C2W4 assignment, training model

Hi,

I am trying to pass the C2W4 assignment and got the error when training the model:

    File "/usr/local/lib/python3.10/dist-packages/keras/src/losses.py", line 2221, in categorical_crossentropy
        return backend.categorical_crossentropy(
    File "/usr/local/lib/python3.10/dist-packages/keras/src/backend.py", line 5575, in categorical_crossentropy
        target.shape.assert_is_compatible_with(output.shape)

    ValueError: Shapes (None, 1) and (None, 26) are incompatible

When I created my model like this. I still need a last layer of 26 nodes (or 25 with slight improvement) . So I don’ t understand why a shape (None, 1) is expected

{moderator edit - solution code removed}

I had the correct output in the previous execution:

**Expected Output:**

Images of training generator have shape: (27455, 28, 28, 1)
Labels of training generator have shape: (27455,)
Images of validation generator have shape: (7172, 28, 28, 1)
Labels of validation generator have shape: (7172,)

I any suggestion… Thank you

I can’t seem to find this code in the C2W4 assignment you mentioned. You filed this issue under Deep Learning Specialization > Convolutional Neural Networks - is that correct? Can you give us the name of the course and the name of the assignment?

From the error message and expected out you provided, I think it expects the last layer in your code to output a 1-dimensional value, so the commented line for Dense(1, …) seems necessary, but I can’t tell what is correct without knowing the actual assignment you’re referring to

Yes it is “Multi-class Classification” under DeepLearning.AI TensorFlow Developer Professional Certificate > Convolutional Neural Networks in TensorFlow coursera course

It is true that I haven’t any error if I use a 1-dimensional last layer. But as it is a multi-dimensional, it looks not adequate, no?

{moderator edit - solution code removed}

I think the problem is that train_generator is not Multi-class Classification, so I tried to convert to categorical, but execution is too long, and never ends in coolab

Save your model

model = create_model()
tf.keras.utils.to_categorical(train_generator, 26)

Train your model

history = model.fit(train_generator,
epochs=15,
validation_data=validation_generator)

Well, that explains why I could not find this assignment in the DLS courses.

You can use the “pencil” icon in the thread title to move this to the correct forum area.

Once there, you’ll probably get a warning about posting your code on the forum. That’s not allowed by the Code of Conduct.

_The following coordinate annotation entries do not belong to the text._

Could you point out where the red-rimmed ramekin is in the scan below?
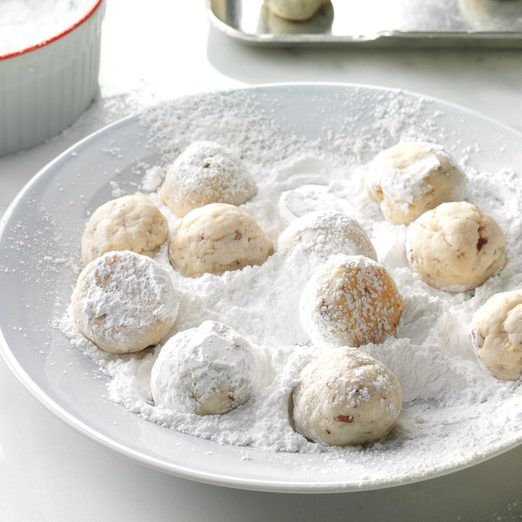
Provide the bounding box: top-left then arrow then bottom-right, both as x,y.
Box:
0,0 -> 105,156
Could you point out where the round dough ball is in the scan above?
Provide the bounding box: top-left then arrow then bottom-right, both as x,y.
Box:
72,250 -> 178,354
257,0 -> 334,35
292,347 -> 402,446
151,321 -> 259,415
472,290 -> 522,381
81,194 -> 169,264
265,0 -> 325,22
300,255 -> 403,347
169,203 -> 274,277
159,141 -> 257,217
278,212 -> 377,259
406,202 -> 506,292
458,0 -> 522,32
365,142 -> 464,225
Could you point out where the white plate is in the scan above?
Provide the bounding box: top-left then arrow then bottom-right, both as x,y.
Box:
0,84 -> 522,492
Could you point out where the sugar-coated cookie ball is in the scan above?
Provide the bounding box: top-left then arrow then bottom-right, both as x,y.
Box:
472,290 -> 522,381
406,202 -> 506,292
151,321 -> 259,415
72,250 -> 178,354
278,211 -> 377,259
365,142 -> 464,225
81,194 -> 169,264
159,141 -> 257,216
265,0 -> 325,22
292,347 -> 402,446
300,255 -> 403,347
257,0 -> 334,35
169,203 -> 274,277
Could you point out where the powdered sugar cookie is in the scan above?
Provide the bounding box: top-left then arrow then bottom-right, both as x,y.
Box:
72,251 -> 178,354
151,321 -> 259,415
169,203 -> 274,277
365,142 -> 464,224
300,255 -> 403,347
472,290 -> 522,381
407,201 -> 506,292
81,194 -> 168,264
159,141 -> 257,216
278,211 -> 377,259
292,347 -> 402,446
265,0 -> 325,21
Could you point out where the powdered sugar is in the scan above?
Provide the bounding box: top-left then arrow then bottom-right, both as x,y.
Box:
277,211 -> 377,259
55,86 -> 522,477
151,321 -> 260,415
73,251 -> 178,353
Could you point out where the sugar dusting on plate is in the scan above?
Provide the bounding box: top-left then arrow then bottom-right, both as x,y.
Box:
61,88 -> 522,478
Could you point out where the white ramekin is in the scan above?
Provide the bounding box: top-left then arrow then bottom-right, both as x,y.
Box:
0,0 -> 105,156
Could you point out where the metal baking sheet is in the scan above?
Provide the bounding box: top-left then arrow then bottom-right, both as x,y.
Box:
208,0 -> 522,48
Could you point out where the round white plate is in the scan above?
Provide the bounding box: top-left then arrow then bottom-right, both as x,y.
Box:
0,84 -> 522,492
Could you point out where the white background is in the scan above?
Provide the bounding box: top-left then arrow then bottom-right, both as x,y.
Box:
0,0 -> 522,522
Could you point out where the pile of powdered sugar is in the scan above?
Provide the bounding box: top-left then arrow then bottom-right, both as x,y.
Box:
0,0 -> 95,56
60,88 -> 522,464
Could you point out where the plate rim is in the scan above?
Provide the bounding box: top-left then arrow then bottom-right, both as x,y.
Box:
0,82 -> 522,494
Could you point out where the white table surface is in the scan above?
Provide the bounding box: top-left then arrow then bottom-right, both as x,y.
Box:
0,0 -> 522,522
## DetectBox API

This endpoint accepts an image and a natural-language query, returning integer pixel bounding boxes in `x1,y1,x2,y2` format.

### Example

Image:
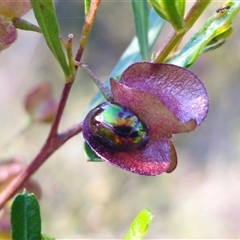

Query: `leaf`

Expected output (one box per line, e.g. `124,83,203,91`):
169,1,240,67
84,142,104,162
148,0,185,32
123,209,153,240
84,0,91,16
11,191,41,240
86,10,165,115
132,0,149,60
41,234,55,240
31,0,70,78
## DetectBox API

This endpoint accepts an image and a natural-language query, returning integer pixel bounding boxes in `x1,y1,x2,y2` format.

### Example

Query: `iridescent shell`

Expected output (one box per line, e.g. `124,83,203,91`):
89,102,150,152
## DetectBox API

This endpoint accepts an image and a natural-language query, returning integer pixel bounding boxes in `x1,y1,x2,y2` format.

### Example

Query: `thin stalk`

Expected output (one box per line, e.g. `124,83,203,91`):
0,0,101,209
75,62,113,102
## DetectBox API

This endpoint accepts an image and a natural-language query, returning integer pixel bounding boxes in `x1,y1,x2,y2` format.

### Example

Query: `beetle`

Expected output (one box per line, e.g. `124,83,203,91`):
89,102,150,152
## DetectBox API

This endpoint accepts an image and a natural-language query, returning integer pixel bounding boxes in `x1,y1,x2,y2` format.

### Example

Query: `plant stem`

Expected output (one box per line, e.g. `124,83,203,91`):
0,123,82,209
0,0,101,209
153,0,211,63
75,0,101,62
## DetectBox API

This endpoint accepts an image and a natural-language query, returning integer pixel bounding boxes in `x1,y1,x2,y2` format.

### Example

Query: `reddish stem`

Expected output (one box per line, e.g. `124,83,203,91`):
0,0,101,209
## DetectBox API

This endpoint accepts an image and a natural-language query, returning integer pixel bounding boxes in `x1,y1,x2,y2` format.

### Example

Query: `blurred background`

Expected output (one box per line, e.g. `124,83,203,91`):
0,1,240,239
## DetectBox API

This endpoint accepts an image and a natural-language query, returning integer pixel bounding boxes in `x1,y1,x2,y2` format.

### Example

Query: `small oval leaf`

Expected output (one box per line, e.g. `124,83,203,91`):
31,0,70,78
168,1,240,68
11,191,41,240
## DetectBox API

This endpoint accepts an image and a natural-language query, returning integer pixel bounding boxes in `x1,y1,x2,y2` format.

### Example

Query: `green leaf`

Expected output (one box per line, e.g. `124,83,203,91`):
123,209,153,240
11,191,41,240
41,234,55,240
31,0,70,79
148,0,185,32
84,0,91,16
86,10,165,115
169,1,240,68
132,0,149,60
84,142,104,162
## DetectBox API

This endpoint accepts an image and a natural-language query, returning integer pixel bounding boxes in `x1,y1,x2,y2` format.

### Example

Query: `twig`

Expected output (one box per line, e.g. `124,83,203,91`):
0,0,101,209
153,0,211,63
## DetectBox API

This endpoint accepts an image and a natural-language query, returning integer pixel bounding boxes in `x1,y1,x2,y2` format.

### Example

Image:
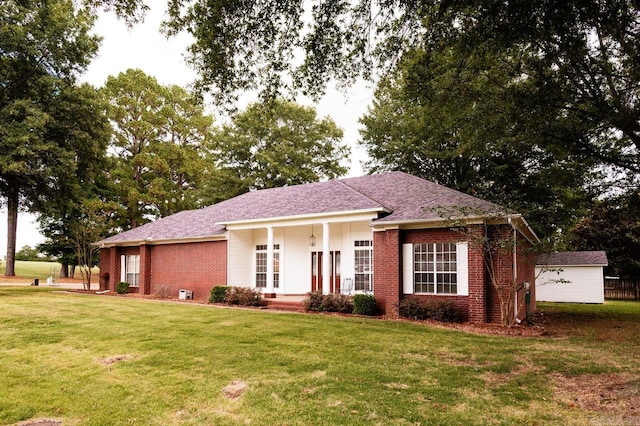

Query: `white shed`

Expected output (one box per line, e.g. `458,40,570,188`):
536,251,609,303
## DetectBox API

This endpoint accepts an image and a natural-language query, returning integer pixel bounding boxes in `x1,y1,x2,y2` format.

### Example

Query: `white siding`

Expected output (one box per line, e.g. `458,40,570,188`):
228,220,373,294
536,266,604,303
334,221,375,287
276,226,310,294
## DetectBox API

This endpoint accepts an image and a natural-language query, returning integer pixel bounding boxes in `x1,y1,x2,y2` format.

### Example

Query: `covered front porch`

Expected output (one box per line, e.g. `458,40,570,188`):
225,212,377,298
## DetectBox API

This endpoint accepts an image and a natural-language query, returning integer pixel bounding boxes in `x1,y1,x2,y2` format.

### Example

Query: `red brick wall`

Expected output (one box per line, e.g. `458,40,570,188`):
373,229,402,317
100,241,227,299
402,229,487,322
98,248,111,290
151,241,227,299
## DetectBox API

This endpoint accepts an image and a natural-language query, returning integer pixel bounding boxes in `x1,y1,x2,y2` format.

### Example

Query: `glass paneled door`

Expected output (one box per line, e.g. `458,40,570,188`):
311,251,340,293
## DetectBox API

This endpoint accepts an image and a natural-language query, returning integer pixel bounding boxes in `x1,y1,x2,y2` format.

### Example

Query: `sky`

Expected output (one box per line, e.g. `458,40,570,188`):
0,2,373,258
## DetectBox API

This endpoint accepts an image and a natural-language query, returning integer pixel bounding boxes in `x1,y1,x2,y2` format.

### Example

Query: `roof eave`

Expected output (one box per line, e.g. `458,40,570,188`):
216,206,391,227
91,232,227,249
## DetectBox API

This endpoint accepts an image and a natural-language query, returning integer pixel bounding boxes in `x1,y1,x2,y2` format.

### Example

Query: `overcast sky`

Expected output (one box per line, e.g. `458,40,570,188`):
0,2,373,258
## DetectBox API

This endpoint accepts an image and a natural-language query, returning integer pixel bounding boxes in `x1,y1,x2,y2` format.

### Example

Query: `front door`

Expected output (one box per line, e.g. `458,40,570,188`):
311,250,340,293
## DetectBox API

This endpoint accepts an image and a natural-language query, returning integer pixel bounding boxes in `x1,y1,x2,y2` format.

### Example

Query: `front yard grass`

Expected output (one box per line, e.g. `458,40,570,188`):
0,287,640,425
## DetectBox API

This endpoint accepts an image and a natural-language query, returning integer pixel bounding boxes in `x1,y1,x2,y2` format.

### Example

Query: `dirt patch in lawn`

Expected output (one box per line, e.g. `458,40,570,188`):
222,380,247,400
549,373,640,419
17,419,62,426
100,355,133,365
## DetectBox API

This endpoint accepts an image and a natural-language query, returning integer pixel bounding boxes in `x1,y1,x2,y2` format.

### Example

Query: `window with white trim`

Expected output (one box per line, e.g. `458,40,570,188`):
123,254,140,287
413,243,458,294
353,240,373,291
256,244,280,288
403,241,469,296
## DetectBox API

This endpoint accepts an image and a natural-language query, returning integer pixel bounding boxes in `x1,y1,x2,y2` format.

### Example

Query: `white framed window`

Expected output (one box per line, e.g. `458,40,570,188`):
353,240,373,292
403,242,469,296
256,244,280,288
120,254,140,287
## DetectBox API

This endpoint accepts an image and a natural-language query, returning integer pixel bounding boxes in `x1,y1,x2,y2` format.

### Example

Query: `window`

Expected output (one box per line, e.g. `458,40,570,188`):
256,244,280,288
124,254,140,287
354,240,373,291
403,242,469,296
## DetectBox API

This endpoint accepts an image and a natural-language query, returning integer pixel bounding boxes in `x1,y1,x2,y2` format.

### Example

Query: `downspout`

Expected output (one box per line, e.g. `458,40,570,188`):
508,217,520,324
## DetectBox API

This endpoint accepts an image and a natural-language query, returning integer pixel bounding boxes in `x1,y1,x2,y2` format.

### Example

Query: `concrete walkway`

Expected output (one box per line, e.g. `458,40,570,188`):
0,280,90,290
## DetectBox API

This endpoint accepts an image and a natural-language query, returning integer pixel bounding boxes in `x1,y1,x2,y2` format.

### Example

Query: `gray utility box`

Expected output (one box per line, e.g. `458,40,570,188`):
178,289,193,300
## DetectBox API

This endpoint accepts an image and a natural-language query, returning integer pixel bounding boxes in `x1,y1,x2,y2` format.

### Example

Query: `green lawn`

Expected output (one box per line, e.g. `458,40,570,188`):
0,260,99,281
0,287,640,425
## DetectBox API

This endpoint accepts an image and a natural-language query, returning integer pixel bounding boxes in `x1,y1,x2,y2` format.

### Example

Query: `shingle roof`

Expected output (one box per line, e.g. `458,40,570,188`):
98,172,510,244
536,250,609,266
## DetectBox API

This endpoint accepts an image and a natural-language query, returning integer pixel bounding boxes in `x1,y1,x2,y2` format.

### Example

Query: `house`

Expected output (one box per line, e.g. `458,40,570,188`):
536,251,608,303
96,172,537,322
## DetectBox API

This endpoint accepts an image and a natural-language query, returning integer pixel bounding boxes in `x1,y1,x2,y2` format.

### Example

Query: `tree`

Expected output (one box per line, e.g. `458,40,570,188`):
0,0,104,276
69,198,117,290
16,245,41,261
103,70,213,228
159,0,640,185
432,206,539,327
361,51,597,241
213,100,349,196
571,189,640,280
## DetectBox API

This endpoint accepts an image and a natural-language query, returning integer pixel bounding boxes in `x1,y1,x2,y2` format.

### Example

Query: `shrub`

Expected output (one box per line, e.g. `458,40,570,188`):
333,294,353,314
353,294,376,315
116,281,129,294
302,291,324,312
398,297,457,322
224,287,264,306
209,285,229,303
153,284,171,299
302,291,353,314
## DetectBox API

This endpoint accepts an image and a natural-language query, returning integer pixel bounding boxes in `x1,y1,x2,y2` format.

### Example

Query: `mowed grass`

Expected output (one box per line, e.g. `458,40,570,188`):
0,287,640,425
0,260,100,284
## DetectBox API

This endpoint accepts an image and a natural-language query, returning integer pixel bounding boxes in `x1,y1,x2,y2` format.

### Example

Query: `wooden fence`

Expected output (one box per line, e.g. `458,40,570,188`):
604,278,640,300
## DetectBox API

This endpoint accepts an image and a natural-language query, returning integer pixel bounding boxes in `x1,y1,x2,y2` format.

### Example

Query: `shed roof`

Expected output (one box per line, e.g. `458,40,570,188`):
536,250,609,266
97,172,528,244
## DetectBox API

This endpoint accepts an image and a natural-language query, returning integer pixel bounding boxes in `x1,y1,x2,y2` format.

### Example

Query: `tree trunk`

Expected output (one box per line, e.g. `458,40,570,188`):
4,191,18,277
60,263,69,278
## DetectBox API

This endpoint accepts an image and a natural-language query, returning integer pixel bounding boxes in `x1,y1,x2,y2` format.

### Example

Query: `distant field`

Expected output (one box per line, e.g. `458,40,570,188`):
0,260,99,280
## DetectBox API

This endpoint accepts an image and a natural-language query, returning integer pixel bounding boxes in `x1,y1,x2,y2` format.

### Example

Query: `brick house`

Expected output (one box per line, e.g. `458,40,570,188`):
96,172,537,322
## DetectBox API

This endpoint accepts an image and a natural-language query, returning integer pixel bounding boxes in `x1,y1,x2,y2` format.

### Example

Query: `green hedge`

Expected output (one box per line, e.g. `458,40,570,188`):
353,294,376,315
116,281,129,294
209,285,229,303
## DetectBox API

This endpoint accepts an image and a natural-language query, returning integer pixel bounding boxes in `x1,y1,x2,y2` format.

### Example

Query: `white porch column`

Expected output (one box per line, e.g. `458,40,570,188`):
265,226,273,293
322,222,331,294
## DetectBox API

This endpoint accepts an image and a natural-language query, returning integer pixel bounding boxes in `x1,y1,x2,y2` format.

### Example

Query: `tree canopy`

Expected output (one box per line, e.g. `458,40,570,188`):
571,190,640,280
0,0,105,275
102,69,213,229
212,99,349,201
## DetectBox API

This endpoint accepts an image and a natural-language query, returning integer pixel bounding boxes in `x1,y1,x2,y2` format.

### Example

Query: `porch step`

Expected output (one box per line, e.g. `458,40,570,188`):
264,298,304,312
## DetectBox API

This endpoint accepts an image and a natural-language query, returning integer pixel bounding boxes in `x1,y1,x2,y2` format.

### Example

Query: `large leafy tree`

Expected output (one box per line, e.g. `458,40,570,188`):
103,70,213,229
38,84,111,277
0,0,106,275
156,0,640,186
361,51,598,240
571,189,640,280
210,99,349,197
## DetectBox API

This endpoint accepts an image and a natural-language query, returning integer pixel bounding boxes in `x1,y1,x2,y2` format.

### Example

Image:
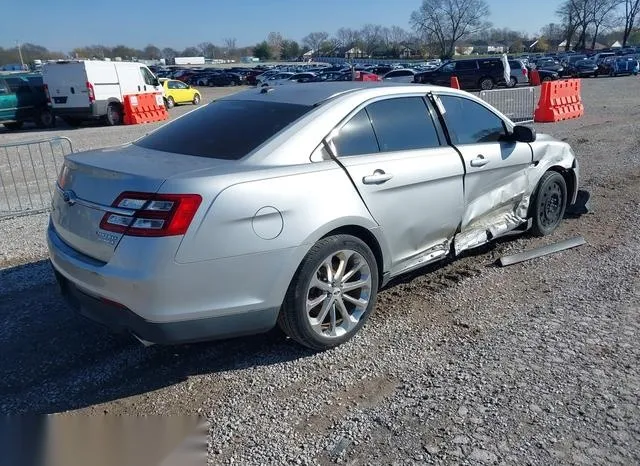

If the model is outputing a 26 class softmax multiclass classifier, then you’re right that it doesn’t really make sense to reduce that to one neuron for the output. Maybe the problem is that your labels are in “categorical” form (one element with a value between 0 and 25 inclusive) and you’re just using the wrong loss function. In this kind of multiclass case, you have two choices:

  1. Convert your Y values to “one hot” form and use CategoricalCrossEntropy as the loss function.
  2. Leave the Y values in categorical form and use SparseCategoricalCrossEntropy as the loss function, which will do the one hot conversion internally.

My guess is that you used CategoricalCrossEntropy but your labels are in categorical form, which is why you get that shape mismatch error.

But I’m in the same situation as hackyon: I don’t know this course, so don’t really know the details of what this assignment is doing.

1 Like

Hi Paul,
Yes I think you’re right about the labels. Labels look already in categorical form as I didn’t notice at the beginning of the assignment : The first value is the label (the numeric representation of each letter) , so it explains why an one dimensional layer is expected at the end.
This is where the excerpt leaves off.